Universal Encoding Support (UES)

This document covers the following topics:

Support for Non-Latin Character Sets
Field Format W for Wide-Character Encoding
Collation Descriptor to Support Universal Encoding
Multiple Platform Support

Support for Non-Latin Character Sets

Adabas can now use character sets other than those based on the Latin alphabet and can retrieve data that use these character sets in the correct collating sequence.

In most cases, an Asian text character cannot be encoded using a single byte. For example, Japanese with more than 10,000 characters in its set is encoded using two or more bytes per character. Because of the encoding required, these are called double-byte character sets (DBCS) or multiple-byte character sets (MBCS) as opposed to the single-byte character sets (SBCS) characteristic of most Western languages.

There has been a standardisation of these character sets by the Unicode consortium in the Unicode standard, - please refer to the Unicode homepage at http://www.unicode.org/ for further information. An example of a DBCS is UCS-2, which contains all characters of Unicode Version 1.1, and an example of an MBCS is UTF-8, which represents all characters of the current Unicode version in 1 to 4 characters.

In the figure below, the Japanese kana (first two) and kanji (second two) characters are shown in a variety of encodings:

graphics/wide_char_encoding.png

Notes:

Some character sets are platform-dependent, for example UTF-16. Software AG therefore recommends that you use UTF-16BE (high-order first) or UTF-16LE (low-order first) instead of UTF-16, since it is not possible to ensure which variant will be used if a platform dependent encoding is specified.
The length of a field will vary with the encoding used. This means there may be cases in which the specified field length for one encoding will not be sufficient with a different encoding.

Field Format W for Wide-Character Encoding

Earlier versions of Adabas stored DBCS-encoded data in alphanumeric fields, but Adabas had no knowledge of the character sets. Applications had to know which character sets were used, and the applications themselves were responsible for conversions if they required the data in another character set. This, of course, is still possible with Adabas Version 5, but it now also accommodates DBCS and MBCS much more suitably by the introduction of the wide-character or Unicode (W) field format.

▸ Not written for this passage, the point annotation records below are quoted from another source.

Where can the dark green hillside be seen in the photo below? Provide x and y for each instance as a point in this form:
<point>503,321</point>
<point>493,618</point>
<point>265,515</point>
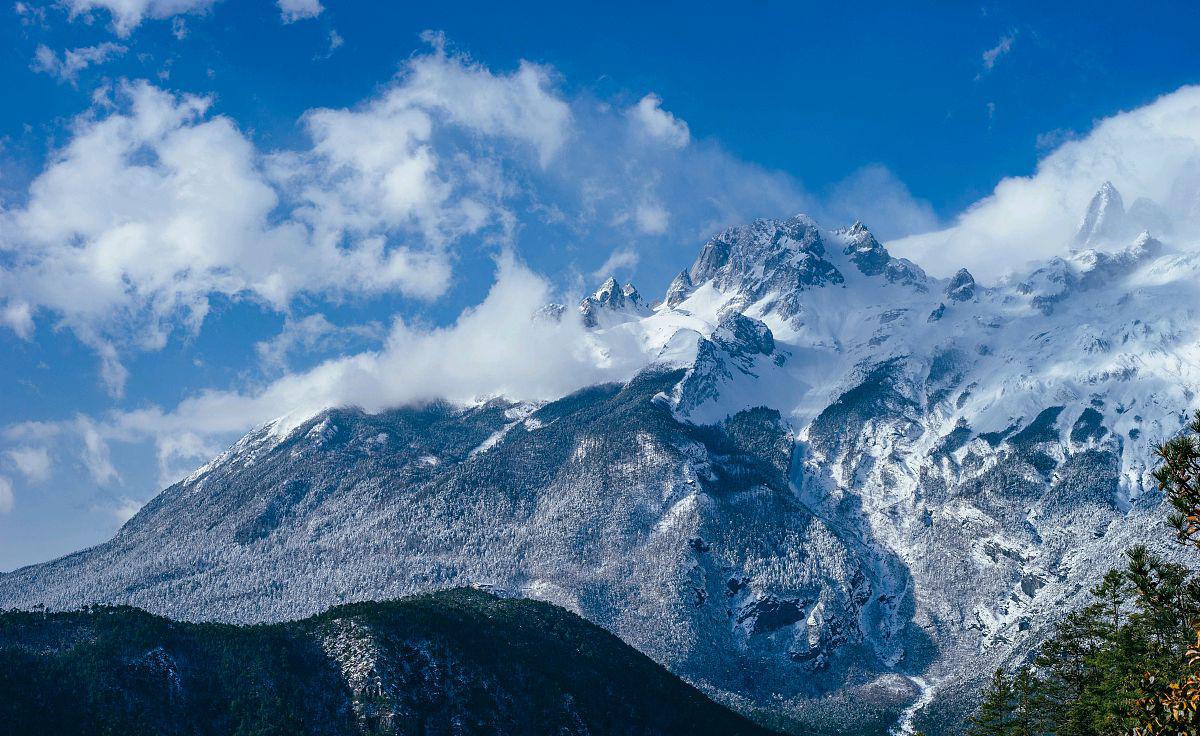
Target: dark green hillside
<point>457,662</point>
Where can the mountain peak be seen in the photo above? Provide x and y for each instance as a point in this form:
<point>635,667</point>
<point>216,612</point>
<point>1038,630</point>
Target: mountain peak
<point>961,286</point>
<point>612,304</point>
<point>1104,219</point>
<point>679,289</point>
<point>864,250</point>
<point>778,257</point>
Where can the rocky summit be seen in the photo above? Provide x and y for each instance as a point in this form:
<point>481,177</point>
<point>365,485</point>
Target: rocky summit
<point>839,492</point>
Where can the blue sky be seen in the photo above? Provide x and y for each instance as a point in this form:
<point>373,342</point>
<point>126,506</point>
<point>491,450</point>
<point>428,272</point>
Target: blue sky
<point>203,203</point>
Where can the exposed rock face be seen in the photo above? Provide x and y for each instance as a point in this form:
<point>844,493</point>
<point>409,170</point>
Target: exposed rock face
<point>679,289</point>
<point>612,304</point>
<point>840,474</point>
<point>961,286</point>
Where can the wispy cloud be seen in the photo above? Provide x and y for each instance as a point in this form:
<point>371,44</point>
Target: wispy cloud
<point>299,10</point>
<point>1149,153</point>
<point>66,67</point>
<point>994,54</point>
<point>127,15</point>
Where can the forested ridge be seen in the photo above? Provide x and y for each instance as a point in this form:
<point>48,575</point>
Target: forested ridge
<point>457,662</point>
<point>1129,662</point>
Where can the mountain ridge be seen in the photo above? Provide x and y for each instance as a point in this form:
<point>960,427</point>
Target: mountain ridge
<point>453,662</point>
<point>766,508</point>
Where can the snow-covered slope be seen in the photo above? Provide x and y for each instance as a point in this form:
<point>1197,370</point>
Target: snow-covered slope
<point>839,488</point>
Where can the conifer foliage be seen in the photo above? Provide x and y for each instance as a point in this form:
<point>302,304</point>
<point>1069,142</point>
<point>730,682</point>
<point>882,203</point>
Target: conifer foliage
<point>1129,662</point>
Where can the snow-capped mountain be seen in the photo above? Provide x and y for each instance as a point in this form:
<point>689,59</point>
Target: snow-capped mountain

The new field format W has been created to handle double- and multiple-byte characters. The size of the W-format fields in bytes, like alphanumeric fields, is either a standard length defined in the FDT or a variable length. A W-format field can have the same field options as an alphanumeric field, except for the NV option.

A W-format field can be defined as a parent of a super-/subdescriptor; it cannot be defined as a parent of a hyperdescriptor or a phonetic descriptor.

If a superdescriptor contains wide-character (W) fields, the format of the superdescriptor is A.

All data for wide-character formatted fields is stored internally in UTF-8, but the Adabas user can specify the external encoding for a user session in the record buffer of the OP command or with the compression/decompression utilities ADACMP/ADADCU.

Note:
Adabas supports Unicode on the basis of ICU (International Components of Unicode) Version 3.2 on Unix and Windows, please refer to the ICU homepage at http://www.ibm.com/software/globalization/icu for further information about ICU. Versions 3.2 is used, although newer versions are available, because Adabas stores collation keys persistantly for collation descriptors and the collation keys may be different in different versions. The consequence of upgrading to a new ICU version would be that collation descriptors of a file created with a previous version would have to be reinverted.

Collation Descriptor to Support Universal Encoding

If you have text fields, you usually do not want to order them according to their byte sequence; usually the required collation sequence is language dependent, for example, in Spanish "LL" is considered to be one character, unlike in other languages. Also, for the same language, many different collations are possible. For example, there may be different collations for phonebooks and for book indices. Uppercase/lowercase characters, hyphens in words (e.g., "coop" versus "co-op"), diacritic marks (e.g. umlauts, accent marks in such words as "résumé" versus "resume") may affect sequencing, or they may be ignored.

The sequencing rules for each collation are implemented in routines that generate a collation key for each text field value; Adabas uses ICU to do this.

A collation descriptor is a descriptor that is based on an ICU collating key for a Unicode field, where the ICU collating key is a binary string produced from the original character string by applying a Unicode Collation Algorithm and language-specific rules. When you perform a binary comparison between the collating keys produced this way for character strings, you perform a comparison between the strings that is appropriate to your locale.

Multiple Platform Support

Universal encoding support (UES) makes it possible for Adabas to process text data provided in any encoding supported by ICU, and to return text data in this encoding. With earlier versions of Adabas, it was only possible to convert data for Adabas buffers between different machine architectures (ASCII, EBCDIC) with one fixed translation table - it was not possible to convert between more than one ASCII and one EBCDIC derived character set.